Larry Clark, the man who has spearheaded the River Rescue in the city for all these years, said 13 members of the JROTC program participated. The River Rescue was originally scheduled for Oct. 3, and he was expecting dozens more, but a conflict in the cadets’ training schedule precluded their participation.
“It’s a learning experience for many of these kids,” Clark said. “I’ll tell you one thing, you won’t be seeing any of these people throwing trash out.”

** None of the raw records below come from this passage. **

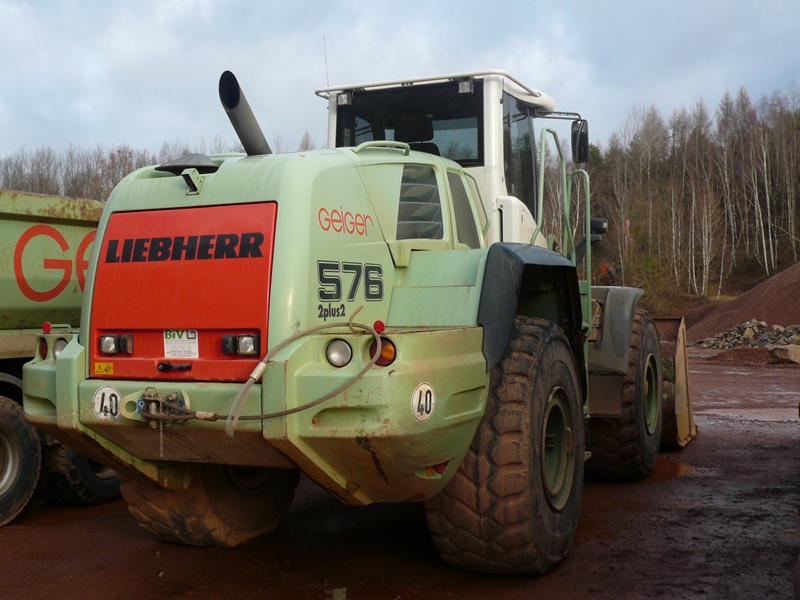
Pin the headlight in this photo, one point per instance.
(339, 353)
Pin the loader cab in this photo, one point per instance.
(482, 120)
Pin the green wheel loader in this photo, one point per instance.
(388, 316)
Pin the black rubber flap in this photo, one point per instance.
(201, 162)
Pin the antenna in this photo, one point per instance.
(325, 50)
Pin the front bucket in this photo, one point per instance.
(679, 427)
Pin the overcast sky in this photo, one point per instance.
(143, 73)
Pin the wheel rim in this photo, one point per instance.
(652, 402)
(558, 454)
(9, 461)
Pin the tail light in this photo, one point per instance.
(388, 352)
(116, 344)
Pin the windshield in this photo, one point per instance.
(431, 118)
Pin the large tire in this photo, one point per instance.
(626, 448)
(20, 460)
(75, 479)
(223, 506)
(513, 505)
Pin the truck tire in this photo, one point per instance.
(20, 460)
(626, 448)
(222, 506)
(513, 505)
(75, 479)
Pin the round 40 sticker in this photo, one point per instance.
(105, 403)
(423, 402)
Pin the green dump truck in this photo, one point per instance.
(389, 316)
(45, 242)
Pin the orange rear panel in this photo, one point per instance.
(168, 275)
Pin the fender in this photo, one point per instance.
(532, 281)
(609, 353)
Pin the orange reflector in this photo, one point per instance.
(388, 352)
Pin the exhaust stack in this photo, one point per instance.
(241, 116)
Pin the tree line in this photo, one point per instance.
(694, 201)
(79, 173)
(698, 202)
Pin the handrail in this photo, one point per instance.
(392, 144)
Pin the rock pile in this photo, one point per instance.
(752, 334)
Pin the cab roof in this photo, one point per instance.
(511, 84)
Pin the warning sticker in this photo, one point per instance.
(180, 343)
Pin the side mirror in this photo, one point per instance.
(580, 141)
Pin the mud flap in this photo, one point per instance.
(679, 428)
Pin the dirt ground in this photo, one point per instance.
(718, 519)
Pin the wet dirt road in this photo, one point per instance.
(716, 520)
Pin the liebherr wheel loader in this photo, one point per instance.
(387, 316)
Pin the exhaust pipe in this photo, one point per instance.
(241, 116)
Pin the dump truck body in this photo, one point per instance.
(45, 243)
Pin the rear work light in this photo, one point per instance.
(244, 345)
(116, 344)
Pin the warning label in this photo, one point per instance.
(180, 343)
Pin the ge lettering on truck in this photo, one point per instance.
(63, 263)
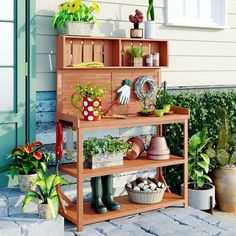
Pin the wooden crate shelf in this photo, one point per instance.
(128, 165)
(111, 51)
(127, 208)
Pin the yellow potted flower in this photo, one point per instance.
(75, 18)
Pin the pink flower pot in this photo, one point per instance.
(158, 149)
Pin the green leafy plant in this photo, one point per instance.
(74, 11)
(199, 161)
(225, 152)
(106, 145)
(28, 159)
(90, 91)
(135, 52)
(47, 193)
(203, 107)
(150, 11)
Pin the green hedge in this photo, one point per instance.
(203, 108)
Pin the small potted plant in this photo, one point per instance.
(136, 19)
(47, 194)
(75, 18)
(223, 155)
(200, 189)
(25, 161)
(149, 25)
(103, 152)
(135, 56)
(91, 98)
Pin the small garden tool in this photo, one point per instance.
(124, 95)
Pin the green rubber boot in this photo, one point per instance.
(107, 196)
(96, 200)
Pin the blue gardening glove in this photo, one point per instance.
(124, 92)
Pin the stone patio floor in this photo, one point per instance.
(176, 221)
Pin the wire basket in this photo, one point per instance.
(143, 197)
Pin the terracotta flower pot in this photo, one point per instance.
(26, 182)
(44, 211)
(224, 180)
(137, 148)
(158, 149)
(159, 112)
(92, 109)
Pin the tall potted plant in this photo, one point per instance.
(89, 97)
(200, 189)
(47, 194)
(224, 158)
(25, 161)
(75, 18)
(149, 24)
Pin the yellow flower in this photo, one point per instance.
(96, 7)
(74, 6)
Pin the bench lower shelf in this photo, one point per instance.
(127, 208)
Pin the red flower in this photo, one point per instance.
(38, 155)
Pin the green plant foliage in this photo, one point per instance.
(224, 153)
(27, 159)
(108, 144)
(135, 52)
(74, 10)
(47, 193)
(198, 161)
(203, 107)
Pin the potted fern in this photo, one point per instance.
(149, 24)
(223, 156)
(104, 152)
(75, 18)
(200, 189)
(135, 56)
(46, 194)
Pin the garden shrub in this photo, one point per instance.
(203, 108)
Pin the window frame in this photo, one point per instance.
(219, 21)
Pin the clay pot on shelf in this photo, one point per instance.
(137, 148)
(92, 109)
(158, 149)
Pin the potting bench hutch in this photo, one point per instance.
(112, 52)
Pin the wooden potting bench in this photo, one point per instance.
(112, 52)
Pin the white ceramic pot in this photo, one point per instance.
(76, 28)
(200, 199)
(26, 182)
(150, 29)
(44, 211)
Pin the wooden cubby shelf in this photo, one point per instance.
(128, 165)
(112, 52)
(127, 208)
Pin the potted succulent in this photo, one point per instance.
(135, 56)
(224, 157)
(149, 25)
(91, 98)
(136, 19)
(25, 161)
(47, 194)
(102, 152)
(200, 189)
(75, 18)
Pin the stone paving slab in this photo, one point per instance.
(177, 221)
(31, 225)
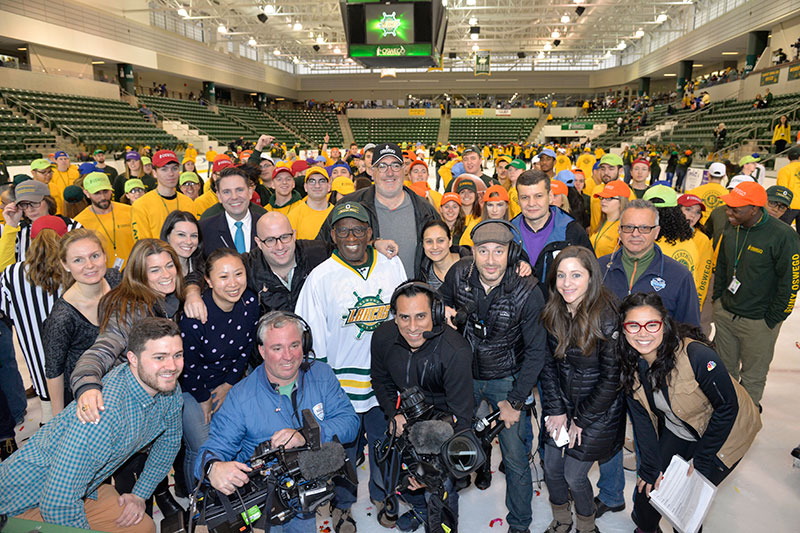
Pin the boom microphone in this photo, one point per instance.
(428, 436)
(316, 464)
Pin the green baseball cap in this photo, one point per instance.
(95, 182)
(611, 159)
(349, 210)
(188, 176)
(662, 196)
(40, 164)
(134, 183)
(518, 164)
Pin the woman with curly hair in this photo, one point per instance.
(580, 385)
(681, 401)
(676, 237)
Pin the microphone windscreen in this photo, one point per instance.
(323, 462)
(428, 436)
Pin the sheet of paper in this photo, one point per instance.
(681, 499)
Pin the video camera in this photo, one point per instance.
(283, 484)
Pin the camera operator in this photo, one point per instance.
(509, 346)
(267, 405)
(417, 348)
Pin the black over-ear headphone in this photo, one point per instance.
(514, 249)
(437, 305)
(307, 339)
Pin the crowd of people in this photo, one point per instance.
(172, 320)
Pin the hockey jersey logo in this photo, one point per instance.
(367, 314)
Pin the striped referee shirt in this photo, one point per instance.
(66, 461)
(28, 305)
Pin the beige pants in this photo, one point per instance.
(102, 513)
(746, 346)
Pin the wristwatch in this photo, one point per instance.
(518, 404)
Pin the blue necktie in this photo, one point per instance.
(238, 239)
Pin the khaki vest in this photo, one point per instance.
(692, 406)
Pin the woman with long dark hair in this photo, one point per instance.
(681, 400)
(182, 231)
(580, 385)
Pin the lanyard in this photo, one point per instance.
(113, 227)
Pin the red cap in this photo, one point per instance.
(495, 193)
(162, 157)
(450, 197)
(746, 193)
(613, 189)
(690, 200)
(221, 162)
(52, 222)
(558, 187)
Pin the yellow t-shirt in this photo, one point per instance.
(789, 177)
(606, 240)
(307, 221)
(149, 212)
(710, 194)
(114, 230)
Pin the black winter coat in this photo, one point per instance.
(586, 389)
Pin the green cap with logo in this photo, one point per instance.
(611, 159)
(661, 196)
(349, 210)
(94, 182)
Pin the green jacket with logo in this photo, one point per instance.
(768, 270)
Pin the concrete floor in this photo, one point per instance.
(760, 495)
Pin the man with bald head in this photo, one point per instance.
(276, 269)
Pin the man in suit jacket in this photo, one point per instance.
(235, 227)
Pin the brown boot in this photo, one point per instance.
(562, 519)
(585, 524)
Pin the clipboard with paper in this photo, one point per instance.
(683, 500)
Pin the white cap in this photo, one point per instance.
(717, 170)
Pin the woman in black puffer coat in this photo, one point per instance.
(580, 385)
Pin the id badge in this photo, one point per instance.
(734, 285)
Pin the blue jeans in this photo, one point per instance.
(195, 433)
(374, 423)
(10, 379)
(611, 485)
(519, 487)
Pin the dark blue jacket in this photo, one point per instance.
(665, 276)
(254, 410)
(566, 232)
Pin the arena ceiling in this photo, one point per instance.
(507, 28)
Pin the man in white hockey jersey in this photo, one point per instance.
(344, 300)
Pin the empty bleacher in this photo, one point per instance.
(18, 138)
(94, 122)
(261, 123)
(490, 130)
(199, 117)
(312, 124)
(376, 130)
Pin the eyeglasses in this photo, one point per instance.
(357, 231)
(651, 326)
(28, 205)
(644, 230)
(269, 242)
(383, 167)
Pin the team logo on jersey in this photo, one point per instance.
(685, 258)
(367, 314)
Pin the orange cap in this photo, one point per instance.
(746, 193)
(558, 187)
(613, 189)
(450, 197)
(495, 193)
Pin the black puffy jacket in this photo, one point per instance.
(586, 389)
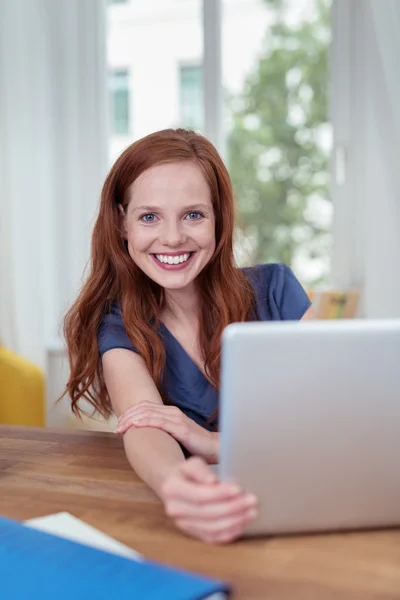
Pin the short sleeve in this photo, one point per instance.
(280, 296)
(291, 297)
(112, 333)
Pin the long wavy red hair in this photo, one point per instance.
(226, 293)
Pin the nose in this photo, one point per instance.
(172, 234)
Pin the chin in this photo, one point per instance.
(172, 282)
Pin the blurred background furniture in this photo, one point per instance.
(22, 391)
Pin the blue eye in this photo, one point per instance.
(194, 215)
(148, 218)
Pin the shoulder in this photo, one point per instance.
(279, 294)
(112, 333)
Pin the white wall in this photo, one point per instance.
(152, 39)
(365, 95)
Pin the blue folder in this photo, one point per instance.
(36, 565)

Clark and his volunteers combed a small portion of the creek that had never been cleaned up in previous years. Melvin Petty, the city’s director of sanitation, used a four-wheeler on loan from the city to haul up tires that had been collected. “We got 53 tires and one wheel barrow tire,” he said.
“We’ve never worked this stretch,” he said. “Many of these tires are very old and have been pushed slowly down this creek for years. One of the tires may be from the 1950s. It could be a museum piece.”
Bobbi Burks, a business major at Chattanooga State, said she was getting extra credit in her environmental science course for volunteering in the River Rescue effort and writing a paper on her experience.
“We’ve had a good time today,” said Burks, 25, and a little more mature than the high school kids she was working alongside. “It’s good to see stuff like this happening.”
Records show that last year volunteers removed 1,700 pounds of debris from the creek. This year’s tally has yet to be determined.